2. Probability Distribution: A function that describes the likelihood of different outcomes for a random variable.
3. Discrete vs. Continuous Distributions: Discrete distributions deal with countable outcomes, while continuous distributions deal with outcomes that can take any value within a range.

1. Binomial Distribution: Describes the number of successes in a fixed number of independent Bernoulli trials (e.g., flipping a coin).
2. Poisson Distribution: Describes the number of events occurring within a fixed interval of time or space.

1. Normal Distribution: Describes data that clusters around a mean. It's symmetric and bell-shaped.
2. Exponential Distribution: Describes the time between events in a Poisson process.

Definition: The binomial distribution models the number of successes in a fixed number of independent trials, each with the same probability of success.

Formula: \[ P(X = k) = \binom{n}{k} p^k (1-p)^{n-k} \] Where:

• \( n \) = number of trials
• \( k \) = number of successes
• \( p \) = probability of success in a single trial
• \( \binom{n}{k} \) = binomial coefficient

Example: Suppose you flip a fair coin 10 times. What is the probability of getting exactly 6 heads?

Solution: \[ P(X = 6) = \binom{10}{6} (0.5)^6 (0.5)^4 \] \[ P(X = 6) = \frac{10!}{6!(10-6)!} (0.5)^{10} \] \[ P(X = 6) = 210 \times (0.5)^{10} \] \[ P(X = 6) = 210 \times 0.0009765625 \] \[ P(X = 6) \approx 0.205 \]

Definition: The normal distribution is a continuous probability distribution characterized by a symmetric, bell-shaped curve.

Formula: \[ f(x) = \frac{1}{\sqrt{2\pi\sigma^2}} e^{-\frac{(x-\mu)^2}{2\sigma^2}} \] Where:

• \( \mu \) = mean
• \( \sigma \) = standard deviation

Example: Suppose the heights of adult men are normally distributed with a mean of 70 inches and a standard deviation of 3 inches. What is the probability that a randomly selected man is taller than 73 inches?

Solution: First, convert the height to a z-score: \[ z = \frac{X - \mu}{\sigma} \] \[ z = \frac{73 - 70}{3} \] \[ z = 1 \]

Using standard normal distribution tables or a calculator, find the probability corresponding to \( z = 1 \): \[ P(Z > 1) = 1 - P(Z \leq 1) \] \[ P(Z > 1) = 1 - 0.8413 \] \[ P(Z > 1) = 0.1587 \]

So, the probability that a randomly selected man is taller than 73 inches is approximately 0.1587.

Problem: A factory produces light bulbs, and the probability that a bulb is defective is 0.02. If a sample of 100 bulbs is taken, what is the probability that exactly 3 bulbs are defective?

Solution: \[ P(X = 3) = \binom{100}{3} (0.02)^3 (0.98)^{97} \] \[ P(X = 3) = \frac{100!}{3!(100-3)!} (0.02)^3 (0.98)^{97} \] \[ P(X = 3) \approx 0.180 \]

Problem: The weights of apples in a farm are normally distributed with a mean of 150 grams and a standard deviation of 20 grams.
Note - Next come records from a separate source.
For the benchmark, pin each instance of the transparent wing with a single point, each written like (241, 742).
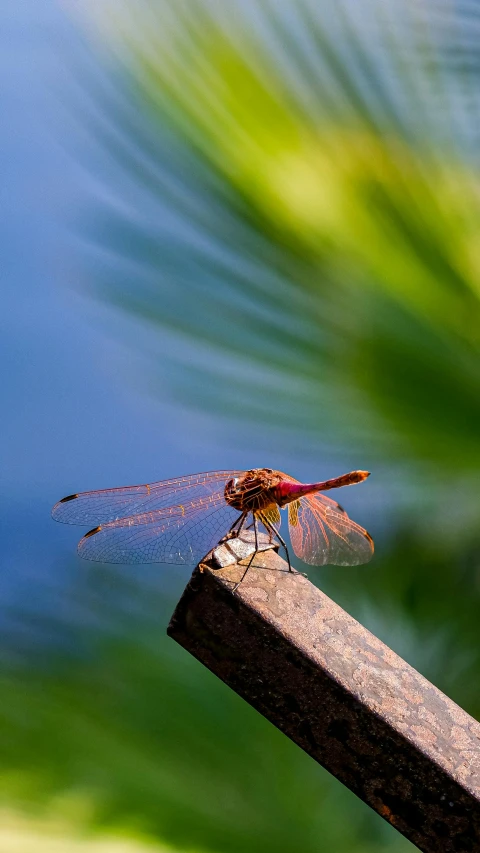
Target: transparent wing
(178, 534)
(106, 505)
(322, 533)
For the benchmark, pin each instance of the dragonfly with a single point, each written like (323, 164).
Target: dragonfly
(181, 520)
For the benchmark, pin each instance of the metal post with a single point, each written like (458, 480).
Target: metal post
(343, 696)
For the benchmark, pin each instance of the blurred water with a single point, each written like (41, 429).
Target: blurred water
(71, 417)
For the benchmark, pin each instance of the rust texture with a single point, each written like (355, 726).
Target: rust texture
(343, 696)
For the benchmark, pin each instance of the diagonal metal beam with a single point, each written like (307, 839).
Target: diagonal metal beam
(343, 696)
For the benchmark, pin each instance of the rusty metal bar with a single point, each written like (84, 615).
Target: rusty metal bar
(343, 696)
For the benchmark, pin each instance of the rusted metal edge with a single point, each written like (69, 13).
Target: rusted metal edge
(343, 696)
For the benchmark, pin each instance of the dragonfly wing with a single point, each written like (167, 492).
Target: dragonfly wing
(322, 533)
(105, 505)
(180, 535)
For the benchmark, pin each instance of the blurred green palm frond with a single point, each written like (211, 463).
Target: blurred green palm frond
(291, 218)
(315, 177)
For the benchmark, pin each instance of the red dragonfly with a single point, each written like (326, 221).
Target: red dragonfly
(179, 521)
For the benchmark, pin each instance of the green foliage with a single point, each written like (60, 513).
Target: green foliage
(296, 216)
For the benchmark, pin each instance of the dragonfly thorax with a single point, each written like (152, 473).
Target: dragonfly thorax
(253, 491)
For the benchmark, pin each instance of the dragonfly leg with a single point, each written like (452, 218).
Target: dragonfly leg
(255, 527)
(273, 531)
(232, 533)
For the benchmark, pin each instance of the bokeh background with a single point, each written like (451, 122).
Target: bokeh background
(234, 234)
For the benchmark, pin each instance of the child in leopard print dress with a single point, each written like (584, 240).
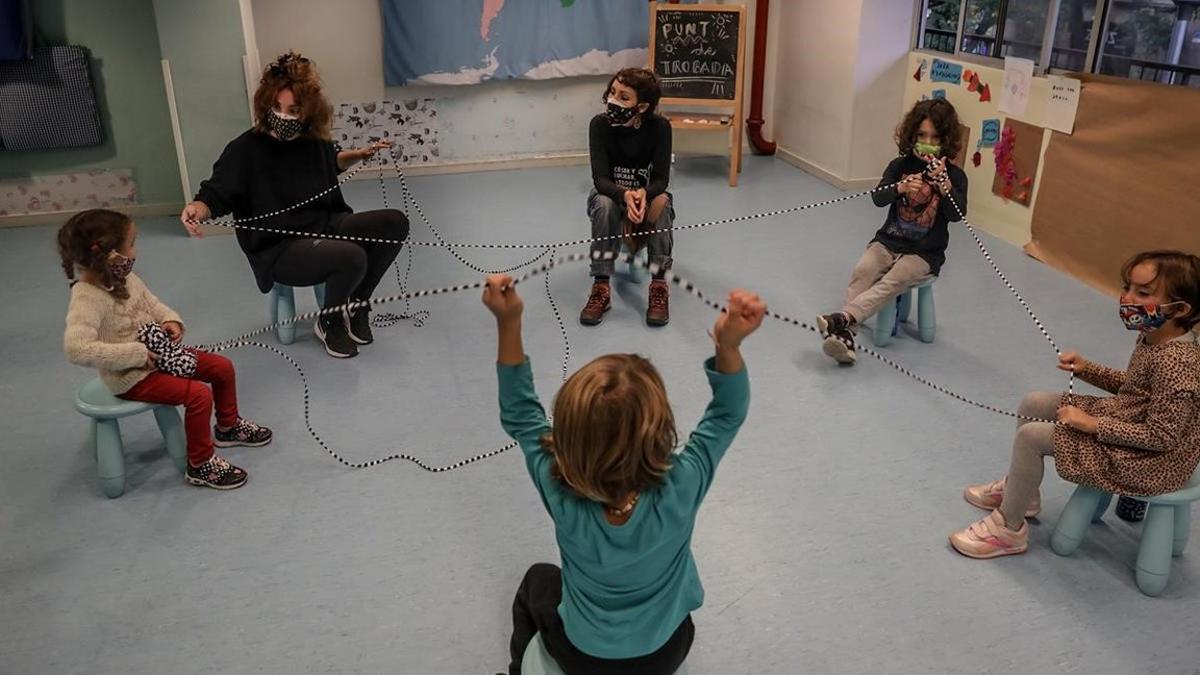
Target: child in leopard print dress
(1143, 441)
(109, 310)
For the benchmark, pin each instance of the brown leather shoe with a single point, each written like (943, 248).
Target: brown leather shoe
(599, 302)
(658, 312)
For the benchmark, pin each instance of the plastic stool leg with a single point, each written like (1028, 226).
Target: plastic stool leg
(1102, 508)
(172, 429)
(925, 316)
(885, 323)
(1075, 518)
(1182, 529)
(1155, 553)
(109, 457)
(283, 308)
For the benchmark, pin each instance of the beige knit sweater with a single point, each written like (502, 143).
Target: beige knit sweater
(102, 332)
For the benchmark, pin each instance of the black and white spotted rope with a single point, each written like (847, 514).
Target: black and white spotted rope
(439, 242)
(995, 268)
(385, 320)
(545, 268)
(558, 318)
(684, 284)
(335, 454)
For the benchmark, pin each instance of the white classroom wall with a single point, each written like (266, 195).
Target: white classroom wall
(493, 121)
(838, 85)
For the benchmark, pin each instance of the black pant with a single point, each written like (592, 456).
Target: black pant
(348, 269)
(535, 610)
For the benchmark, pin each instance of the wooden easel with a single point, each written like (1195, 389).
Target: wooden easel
(729, 121)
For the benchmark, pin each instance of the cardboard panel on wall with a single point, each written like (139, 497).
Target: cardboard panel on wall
(1123, 183)
(1023, 156)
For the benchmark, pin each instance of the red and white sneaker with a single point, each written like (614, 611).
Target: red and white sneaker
(989, 496)
(991, 537)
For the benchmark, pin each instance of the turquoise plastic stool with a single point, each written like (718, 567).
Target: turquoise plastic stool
(892, 315)
(282, 304)
(637, 274)
(97, 402)
(1164, 532)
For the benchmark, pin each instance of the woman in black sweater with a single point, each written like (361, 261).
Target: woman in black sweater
(283, 160)
(630, 149)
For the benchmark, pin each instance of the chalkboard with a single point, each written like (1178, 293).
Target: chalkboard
(696, 52)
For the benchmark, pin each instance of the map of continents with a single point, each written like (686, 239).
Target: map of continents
(471, 41)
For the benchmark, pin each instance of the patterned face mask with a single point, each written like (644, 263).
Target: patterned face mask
(285, 127)
(929, 149)
(121, 267)
(619, 114)
(1145, 317)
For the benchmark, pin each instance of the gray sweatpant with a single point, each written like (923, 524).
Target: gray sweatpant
(609, 220)
(1032, 444)
(879, 278)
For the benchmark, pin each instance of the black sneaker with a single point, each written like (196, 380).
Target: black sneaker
(1131, 509)
(245, 432)
(358, 324)
(833, 323)
(216, 473)
(331, 330)
(840, 347)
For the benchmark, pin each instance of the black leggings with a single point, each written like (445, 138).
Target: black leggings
(535, 610)
(348, 269)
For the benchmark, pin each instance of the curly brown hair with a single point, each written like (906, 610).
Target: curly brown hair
(643, 82)
(87, 239)
(298, 73)
(613, 429)
(1180, 275)
(946, 121)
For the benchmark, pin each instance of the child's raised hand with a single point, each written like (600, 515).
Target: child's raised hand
(174, 330)
(192, 215)
(742, 317)
(1072, 362)
(501, 297)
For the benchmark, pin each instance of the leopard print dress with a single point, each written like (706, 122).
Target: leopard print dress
(1149, 438)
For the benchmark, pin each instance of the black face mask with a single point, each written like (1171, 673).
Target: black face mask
(286, 129)
(619, 114)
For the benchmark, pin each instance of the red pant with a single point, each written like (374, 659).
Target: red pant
(196, 398)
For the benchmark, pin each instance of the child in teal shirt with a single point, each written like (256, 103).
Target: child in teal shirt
(623, 502)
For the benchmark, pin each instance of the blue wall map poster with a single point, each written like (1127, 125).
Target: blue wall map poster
(472, 41)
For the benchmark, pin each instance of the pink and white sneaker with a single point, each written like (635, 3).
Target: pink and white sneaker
(988, 496)
(991, 538)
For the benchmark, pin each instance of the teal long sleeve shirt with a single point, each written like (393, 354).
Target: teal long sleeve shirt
(627, 589)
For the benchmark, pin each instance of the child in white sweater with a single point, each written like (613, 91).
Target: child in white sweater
(108, 306)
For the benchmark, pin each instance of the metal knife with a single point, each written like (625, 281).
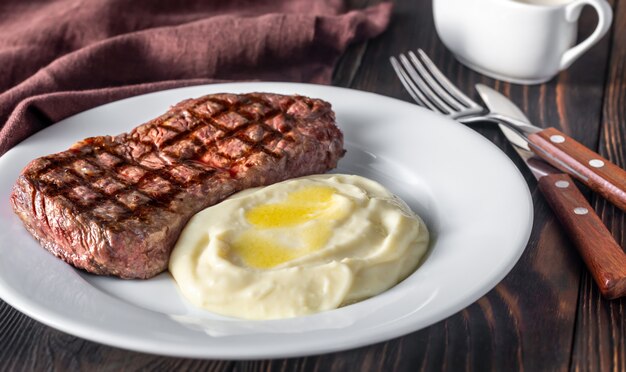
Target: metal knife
(571, 157)
(604, 258)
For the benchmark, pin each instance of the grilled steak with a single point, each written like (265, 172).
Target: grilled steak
(116, 205)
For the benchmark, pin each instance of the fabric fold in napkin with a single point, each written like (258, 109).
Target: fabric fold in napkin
(61, 57)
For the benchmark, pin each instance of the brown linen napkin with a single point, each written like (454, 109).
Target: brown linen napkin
(61, 57)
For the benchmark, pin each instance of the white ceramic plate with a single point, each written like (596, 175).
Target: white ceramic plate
(472, 197)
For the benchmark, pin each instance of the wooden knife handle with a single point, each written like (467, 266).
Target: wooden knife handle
(603, 256)
(571, 157)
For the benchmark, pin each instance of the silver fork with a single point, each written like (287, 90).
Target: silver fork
(431, 89)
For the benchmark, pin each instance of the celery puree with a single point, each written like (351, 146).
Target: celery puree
(297, 247)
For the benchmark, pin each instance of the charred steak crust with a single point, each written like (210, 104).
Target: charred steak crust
(116, 205)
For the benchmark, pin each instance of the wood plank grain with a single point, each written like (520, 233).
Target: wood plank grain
(600, 338)
(527, 322)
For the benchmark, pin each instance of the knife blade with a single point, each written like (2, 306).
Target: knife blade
(564, 152)
(602, 255)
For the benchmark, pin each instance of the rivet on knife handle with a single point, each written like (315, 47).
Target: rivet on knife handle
(604, 258)
(598, 173)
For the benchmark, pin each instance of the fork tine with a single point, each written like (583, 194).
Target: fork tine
(439, 91)
(410, 87)
(444, 82)
(433, 101)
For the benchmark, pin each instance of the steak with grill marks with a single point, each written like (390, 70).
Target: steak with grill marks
(115, 205)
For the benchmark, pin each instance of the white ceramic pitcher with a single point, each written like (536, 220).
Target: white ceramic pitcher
(521, 41)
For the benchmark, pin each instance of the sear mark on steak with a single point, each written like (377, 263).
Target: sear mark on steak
(116, 205)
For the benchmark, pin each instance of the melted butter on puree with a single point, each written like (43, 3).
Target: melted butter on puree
(297, 247)
(311, 207)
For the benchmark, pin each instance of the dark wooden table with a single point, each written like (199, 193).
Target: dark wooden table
(547, 314)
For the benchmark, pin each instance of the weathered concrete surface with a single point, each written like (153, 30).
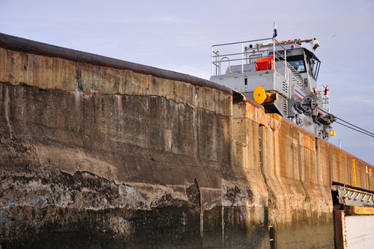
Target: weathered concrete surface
(93, 156)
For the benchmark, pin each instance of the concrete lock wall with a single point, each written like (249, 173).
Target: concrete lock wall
(99, 153)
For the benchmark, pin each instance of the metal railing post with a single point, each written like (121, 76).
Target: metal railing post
(212, 61)
(242, 57)
(273, 63)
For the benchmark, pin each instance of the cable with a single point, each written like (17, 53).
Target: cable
(367, 134)
(371, 133)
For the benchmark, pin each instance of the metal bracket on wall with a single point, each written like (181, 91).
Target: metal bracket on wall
(354, 197)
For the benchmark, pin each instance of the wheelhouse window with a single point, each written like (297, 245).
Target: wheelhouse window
(298, 64)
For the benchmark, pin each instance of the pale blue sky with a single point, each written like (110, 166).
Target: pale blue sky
(177, 35)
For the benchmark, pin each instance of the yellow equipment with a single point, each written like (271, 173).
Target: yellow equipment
(260, 96)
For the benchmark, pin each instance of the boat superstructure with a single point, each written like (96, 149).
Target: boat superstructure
(282, 76)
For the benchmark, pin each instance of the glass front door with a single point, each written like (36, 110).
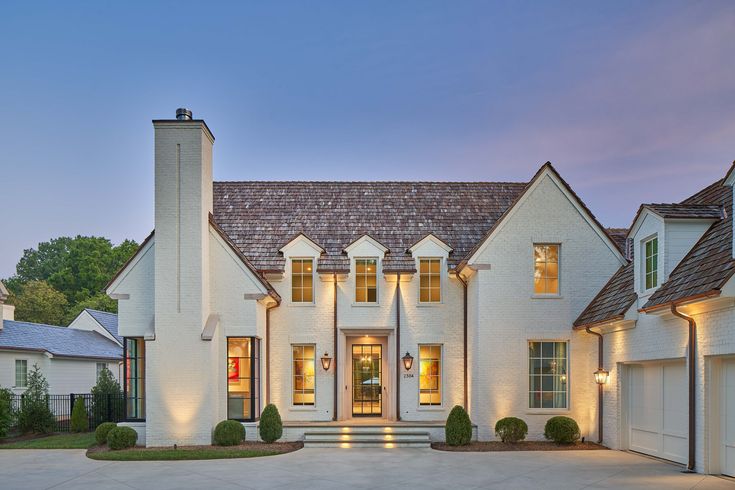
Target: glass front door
(367, 380)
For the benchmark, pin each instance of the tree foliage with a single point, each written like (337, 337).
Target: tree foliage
(78, 268)
(39, 302)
What is the probability that a randomly selected apple weighs less than 130 grams?

Solution: First, convert the weight to a z-score: \[ z = \frac{130 - 150}{20} \] \[ z = -1 \]

Using standard normal distribution tables or a calculator, find the probability corresponding to \( z = -1 \): \[ P(Z < -1) = 0.1587 \]

So, the probability that a randomly selected apple weighs less than 130 grams is approximately 0.1587.

In this section, we covered the basics of probability distributions, including both discrete and continuous types. We explored the binomial and normal distributions in detail, providing formulas, examples, and practical exercises to reinforce the concepts. Understanding these distributions is crucial for analyzing data and making informed decisions based on statistical methods.